Not in Kansas anymore
Of more than a dozen former students, district parents and Meriden coworkers NPR interviewed for this story, there's one concern that may feature prominently in the questions Cardona will be asked at Wednesday's Senate hearing: Cardona is so diplomatic, such a consensus-builder, that it's not always clear where he stands on certain issues.
Gwen Samuel runs the Connecticut Parents Union and remembers when her daughter had a bullying problem at her Meriden school. She quickly raised a red flag with the district, when Cardona was assistant superintendent.
"I was like, 'Hey Miguel, this just should not be happening.
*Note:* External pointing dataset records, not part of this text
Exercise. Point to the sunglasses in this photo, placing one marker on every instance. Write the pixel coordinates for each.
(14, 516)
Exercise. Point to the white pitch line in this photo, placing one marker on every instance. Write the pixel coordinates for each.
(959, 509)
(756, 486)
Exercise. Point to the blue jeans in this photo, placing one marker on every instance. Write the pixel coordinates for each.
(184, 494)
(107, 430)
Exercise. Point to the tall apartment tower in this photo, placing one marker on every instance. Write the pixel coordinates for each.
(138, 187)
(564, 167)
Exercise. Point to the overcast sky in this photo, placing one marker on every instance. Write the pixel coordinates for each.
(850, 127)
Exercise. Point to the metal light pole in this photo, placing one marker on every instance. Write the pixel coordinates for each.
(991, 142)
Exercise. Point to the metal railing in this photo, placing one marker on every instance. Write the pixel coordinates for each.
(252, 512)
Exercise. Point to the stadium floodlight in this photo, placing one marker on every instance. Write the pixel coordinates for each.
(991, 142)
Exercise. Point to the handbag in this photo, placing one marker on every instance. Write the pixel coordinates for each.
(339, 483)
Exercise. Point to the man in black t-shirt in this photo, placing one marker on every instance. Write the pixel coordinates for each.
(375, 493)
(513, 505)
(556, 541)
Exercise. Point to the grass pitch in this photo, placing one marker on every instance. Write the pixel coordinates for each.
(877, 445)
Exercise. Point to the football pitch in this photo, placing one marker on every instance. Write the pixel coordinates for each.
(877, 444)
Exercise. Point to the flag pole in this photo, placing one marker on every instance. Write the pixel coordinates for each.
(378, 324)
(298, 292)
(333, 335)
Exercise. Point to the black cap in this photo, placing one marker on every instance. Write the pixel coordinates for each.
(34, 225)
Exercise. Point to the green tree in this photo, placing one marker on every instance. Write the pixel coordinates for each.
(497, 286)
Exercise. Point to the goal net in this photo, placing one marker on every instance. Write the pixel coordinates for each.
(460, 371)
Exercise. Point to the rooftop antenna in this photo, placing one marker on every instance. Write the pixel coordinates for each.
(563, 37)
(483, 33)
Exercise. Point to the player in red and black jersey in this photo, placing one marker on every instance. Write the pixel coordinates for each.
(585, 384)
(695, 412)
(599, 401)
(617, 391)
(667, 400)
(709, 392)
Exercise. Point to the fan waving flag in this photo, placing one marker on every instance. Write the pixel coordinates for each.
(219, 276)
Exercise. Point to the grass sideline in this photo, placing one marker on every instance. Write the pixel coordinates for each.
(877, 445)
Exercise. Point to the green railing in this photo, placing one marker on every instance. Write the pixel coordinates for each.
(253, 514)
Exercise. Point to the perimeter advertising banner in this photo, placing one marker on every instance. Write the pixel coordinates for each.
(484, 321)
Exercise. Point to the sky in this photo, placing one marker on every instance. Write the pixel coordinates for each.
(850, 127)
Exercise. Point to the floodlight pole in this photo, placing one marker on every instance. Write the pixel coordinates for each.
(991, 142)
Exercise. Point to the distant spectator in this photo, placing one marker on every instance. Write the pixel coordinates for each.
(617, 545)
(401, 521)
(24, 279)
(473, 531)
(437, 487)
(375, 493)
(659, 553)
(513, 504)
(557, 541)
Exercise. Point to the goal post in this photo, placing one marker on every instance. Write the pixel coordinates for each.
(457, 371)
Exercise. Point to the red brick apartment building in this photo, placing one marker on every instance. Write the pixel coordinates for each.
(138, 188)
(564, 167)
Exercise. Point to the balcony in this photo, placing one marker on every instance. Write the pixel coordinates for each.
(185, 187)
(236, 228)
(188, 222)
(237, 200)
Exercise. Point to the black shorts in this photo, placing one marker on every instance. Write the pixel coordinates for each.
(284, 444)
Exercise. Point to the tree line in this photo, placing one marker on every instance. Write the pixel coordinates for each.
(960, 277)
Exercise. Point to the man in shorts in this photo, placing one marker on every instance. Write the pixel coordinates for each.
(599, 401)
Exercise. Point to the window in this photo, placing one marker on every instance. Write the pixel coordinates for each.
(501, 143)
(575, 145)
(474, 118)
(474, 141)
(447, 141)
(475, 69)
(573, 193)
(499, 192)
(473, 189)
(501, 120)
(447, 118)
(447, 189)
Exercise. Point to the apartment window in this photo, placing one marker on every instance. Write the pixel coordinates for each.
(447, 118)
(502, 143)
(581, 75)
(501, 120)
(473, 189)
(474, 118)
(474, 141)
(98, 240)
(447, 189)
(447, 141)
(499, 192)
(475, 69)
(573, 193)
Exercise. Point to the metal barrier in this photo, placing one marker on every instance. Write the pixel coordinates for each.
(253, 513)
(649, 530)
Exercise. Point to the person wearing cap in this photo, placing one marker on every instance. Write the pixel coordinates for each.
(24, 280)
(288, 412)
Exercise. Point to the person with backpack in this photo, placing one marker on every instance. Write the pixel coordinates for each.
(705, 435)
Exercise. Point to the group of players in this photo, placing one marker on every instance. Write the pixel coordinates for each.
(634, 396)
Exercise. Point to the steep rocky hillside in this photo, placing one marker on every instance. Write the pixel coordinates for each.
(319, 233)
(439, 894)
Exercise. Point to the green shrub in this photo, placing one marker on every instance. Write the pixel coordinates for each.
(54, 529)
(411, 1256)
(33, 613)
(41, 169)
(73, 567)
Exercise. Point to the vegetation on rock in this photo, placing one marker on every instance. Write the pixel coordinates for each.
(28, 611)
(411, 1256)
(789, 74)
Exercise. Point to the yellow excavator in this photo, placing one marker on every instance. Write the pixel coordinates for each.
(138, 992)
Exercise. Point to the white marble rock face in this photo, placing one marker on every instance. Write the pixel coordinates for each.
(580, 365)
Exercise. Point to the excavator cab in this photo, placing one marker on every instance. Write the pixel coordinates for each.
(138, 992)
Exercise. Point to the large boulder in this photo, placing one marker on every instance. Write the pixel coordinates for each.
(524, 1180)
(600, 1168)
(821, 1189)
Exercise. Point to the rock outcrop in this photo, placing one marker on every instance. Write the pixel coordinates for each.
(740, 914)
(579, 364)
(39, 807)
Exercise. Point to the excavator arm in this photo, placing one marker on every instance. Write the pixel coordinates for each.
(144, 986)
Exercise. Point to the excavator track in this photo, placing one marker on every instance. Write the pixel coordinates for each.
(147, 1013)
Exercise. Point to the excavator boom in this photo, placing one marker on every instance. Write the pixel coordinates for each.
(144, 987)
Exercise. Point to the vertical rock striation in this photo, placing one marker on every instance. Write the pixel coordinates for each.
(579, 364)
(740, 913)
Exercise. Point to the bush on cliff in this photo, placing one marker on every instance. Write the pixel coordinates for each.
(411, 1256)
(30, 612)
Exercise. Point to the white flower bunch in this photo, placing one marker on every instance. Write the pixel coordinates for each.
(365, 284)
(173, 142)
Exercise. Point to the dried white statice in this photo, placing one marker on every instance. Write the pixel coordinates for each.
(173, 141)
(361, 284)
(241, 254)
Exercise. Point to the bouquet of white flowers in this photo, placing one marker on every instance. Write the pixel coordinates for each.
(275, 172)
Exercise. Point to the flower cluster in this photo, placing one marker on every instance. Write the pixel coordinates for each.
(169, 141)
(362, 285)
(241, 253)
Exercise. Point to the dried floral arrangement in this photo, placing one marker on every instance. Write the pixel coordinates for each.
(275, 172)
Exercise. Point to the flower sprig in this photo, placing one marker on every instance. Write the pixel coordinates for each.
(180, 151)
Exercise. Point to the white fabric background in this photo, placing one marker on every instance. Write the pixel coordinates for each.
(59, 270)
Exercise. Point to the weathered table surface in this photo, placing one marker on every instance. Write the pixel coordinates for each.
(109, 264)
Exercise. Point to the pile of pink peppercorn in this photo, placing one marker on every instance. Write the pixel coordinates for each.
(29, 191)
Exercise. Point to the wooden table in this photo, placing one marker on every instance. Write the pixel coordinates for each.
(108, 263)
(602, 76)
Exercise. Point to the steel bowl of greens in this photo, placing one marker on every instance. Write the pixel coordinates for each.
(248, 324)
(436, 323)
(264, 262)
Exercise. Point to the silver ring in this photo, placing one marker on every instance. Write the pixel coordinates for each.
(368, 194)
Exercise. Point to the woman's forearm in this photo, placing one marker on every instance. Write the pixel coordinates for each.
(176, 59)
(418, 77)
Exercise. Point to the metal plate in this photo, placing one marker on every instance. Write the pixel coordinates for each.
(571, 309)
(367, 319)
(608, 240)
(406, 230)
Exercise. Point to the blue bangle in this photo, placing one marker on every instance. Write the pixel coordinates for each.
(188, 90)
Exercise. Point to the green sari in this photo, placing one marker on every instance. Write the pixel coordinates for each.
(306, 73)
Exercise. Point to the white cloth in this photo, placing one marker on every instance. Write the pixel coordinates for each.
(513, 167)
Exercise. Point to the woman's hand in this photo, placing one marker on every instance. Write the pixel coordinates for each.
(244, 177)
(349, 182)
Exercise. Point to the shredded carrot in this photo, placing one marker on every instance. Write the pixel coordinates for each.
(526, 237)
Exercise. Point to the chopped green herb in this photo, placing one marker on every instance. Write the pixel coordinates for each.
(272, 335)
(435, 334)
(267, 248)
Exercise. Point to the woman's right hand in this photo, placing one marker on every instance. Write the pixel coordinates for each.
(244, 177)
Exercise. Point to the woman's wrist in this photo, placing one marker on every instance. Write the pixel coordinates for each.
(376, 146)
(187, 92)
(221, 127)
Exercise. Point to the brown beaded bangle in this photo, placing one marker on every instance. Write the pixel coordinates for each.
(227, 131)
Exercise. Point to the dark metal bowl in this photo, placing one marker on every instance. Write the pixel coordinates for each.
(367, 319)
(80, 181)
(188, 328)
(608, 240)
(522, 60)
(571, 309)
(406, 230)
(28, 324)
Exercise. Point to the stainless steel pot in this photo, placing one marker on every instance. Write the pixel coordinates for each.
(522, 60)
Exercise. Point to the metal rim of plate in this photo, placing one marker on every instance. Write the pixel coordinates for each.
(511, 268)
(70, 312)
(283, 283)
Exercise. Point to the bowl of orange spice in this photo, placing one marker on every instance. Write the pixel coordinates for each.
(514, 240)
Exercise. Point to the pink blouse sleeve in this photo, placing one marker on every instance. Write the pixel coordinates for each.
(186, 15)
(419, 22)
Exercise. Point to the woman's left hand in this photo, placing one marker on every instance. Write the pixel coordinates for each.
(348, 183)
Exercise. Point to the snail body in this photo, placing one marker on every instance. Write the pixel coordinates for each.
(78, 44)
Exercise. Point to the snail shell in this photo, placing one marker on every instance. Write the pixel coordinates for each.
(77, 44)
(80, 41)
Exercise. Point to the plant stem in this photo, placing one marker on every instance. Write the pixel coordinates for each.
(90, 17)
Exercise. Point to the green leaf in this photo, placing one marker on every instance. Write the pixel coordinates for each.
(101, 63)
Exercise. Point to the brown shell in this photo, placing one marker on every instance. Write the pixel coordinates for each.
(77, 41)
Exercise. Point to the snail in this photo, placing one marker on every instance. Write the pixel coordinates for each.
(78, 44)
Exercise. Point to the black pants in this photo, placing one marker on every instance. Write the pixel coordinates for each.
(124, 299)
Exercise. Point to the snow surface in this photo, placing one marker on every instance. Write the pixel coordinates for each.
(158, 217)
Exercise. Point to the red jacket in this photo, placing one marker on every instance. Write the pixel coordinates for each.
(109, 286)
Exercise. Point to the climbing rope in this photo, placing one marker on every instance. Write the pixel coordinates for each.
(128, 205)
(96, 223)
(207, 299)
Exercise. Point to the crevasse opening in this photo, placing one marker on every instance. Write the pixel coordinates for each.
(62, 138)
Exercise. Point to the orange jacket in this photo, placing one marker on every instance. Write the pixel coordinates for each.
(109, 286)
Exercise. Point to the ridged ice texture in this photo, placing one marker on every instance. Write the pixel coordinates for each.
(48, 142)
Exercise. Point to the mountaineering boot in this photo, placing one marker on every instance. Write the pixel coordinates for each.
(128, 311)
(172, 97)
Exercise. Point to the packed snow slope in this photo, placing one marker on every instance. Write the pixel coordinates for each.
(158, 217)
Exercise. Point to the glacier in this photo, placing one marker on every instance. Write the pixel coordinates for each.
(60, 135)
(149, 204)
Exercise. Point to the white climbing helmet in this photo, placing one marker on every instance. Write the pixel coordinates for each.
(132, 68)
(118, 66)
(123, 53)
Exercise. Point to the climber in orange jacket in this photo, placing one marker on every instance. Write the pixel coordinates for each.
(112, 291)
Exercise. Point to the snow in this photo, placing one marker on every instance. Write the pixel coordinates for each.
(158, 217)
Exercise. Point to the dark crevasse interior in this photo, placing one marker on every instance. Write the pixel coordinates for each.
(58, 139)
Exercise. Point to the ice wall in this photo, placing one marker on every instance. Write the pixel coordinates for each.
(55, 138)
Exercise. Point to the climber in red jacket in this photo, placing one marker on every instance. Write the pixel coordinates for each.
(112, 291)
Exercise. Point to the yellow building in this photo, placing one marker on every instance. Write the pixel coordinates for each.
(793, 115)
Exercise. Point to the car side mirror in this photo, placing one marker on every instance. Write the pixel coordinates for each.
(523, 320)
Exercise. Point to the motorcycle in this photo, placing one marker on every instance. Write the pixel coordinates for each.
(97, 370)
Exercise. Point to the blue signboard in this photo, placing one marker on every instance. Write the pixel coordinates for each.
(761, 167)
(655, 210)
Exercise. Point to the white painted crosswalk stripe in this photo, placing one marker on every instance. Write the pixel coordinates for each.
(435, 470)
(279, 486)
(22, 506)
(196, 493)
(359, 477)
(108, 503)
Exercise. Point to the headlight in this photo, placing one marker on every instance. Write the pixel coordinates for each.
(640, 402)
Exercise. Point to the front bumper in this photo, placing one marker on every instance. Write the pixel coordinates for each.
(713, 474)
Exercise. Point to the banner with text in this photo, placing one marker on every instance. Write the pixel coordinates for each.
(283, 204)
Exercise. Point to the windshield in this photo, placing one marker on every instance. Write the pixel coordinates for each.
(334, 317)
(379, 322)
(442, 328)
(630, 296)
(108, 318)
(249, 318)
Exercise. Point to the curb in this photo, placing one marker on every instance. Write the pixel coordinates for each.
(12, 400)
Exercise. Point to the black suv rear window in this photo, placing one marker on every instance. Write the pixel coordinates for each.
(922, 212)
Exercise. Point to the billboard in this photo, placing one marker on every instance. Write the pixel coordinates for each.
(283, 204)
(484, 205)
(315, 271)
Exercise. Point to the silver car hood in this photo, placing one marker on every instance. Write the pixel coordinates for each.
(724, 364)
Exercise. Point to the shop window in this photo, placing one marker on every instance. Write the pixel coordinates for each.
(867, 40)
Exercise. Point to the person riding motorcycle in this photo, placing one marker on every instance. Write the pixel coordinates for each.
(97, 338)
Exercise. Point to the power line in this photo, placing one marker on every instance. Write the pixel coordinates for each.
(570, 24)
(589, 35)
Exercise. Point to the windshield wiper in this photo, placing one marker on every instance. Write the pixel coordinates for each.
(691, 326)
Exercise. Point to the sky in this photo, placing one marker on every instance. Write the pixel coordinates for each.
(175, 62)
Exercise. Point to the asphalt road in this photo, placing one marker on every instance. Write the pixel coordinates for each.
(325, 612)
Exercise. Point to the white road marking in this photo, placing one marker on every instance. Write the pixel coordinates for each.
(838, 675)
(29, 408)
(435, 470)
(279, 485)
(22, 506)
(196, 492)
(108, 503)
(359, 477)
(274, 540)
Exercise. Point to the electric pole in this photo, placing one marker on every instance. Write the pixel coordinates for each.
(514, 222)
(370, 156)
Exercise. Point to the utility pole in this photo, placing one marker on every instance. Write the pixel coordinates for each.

We got some serious stuff going on.' And that's one of his strengths," Samuel says, noting that Cardona was parent-friendly, responded immediately and came up with a plan to deal with the bullying.
But, she says, she didn't feel that plan went far enough, and ultimately withdrew her daughter from the district. An eagerness to build consensus, Samuel says, too often leads down a path of least resistance. And, with many schools still closed from the pandemic and the debate over when and how they should reopen growing ever more heated, there may be no path of least resistance for the next U.S. secretary of education.
In a recent interview with Lucy Nalpathanchil, host of Connecticut Public Radio's Where We Live, Cardona the consensus-builder was on full display, saying that decisions around closing and reopening schools in the pandemic should not be made at the national or even state level but in "very close partnership" with local health officials.
"At the national level, that's critically important that we work with CDC, that we work with Health and Human Services to make sure that the decisions that are being made around schools are in line with what we know [can] protect people," Cardona said.
But Cardona does not see it as the education secretary's job — or even within the secretary's authority — to force school districts to reopen or adopt these science-based strategies.
"If you want him to heal the nation, he's going to be great for that," says Samuel. "Where he might get in trouble, where he realizes he is not in Kansas, is when he starts to make some of these decisions, because he will have to find his voice."
Since it was Miguel Cardona who helped Karla Rodriguez find her voice back in fourth grade, NPR asked: Does she worry if he's ready for the politics and the spotlight of Washington?
"I do worry because his heart is pure," she says. "He's one of the best people I've ever met."
But Rodriguez believes he's "perfect" for the job, and, when he takes the stage, she says this time she'll be the one cheering loudly.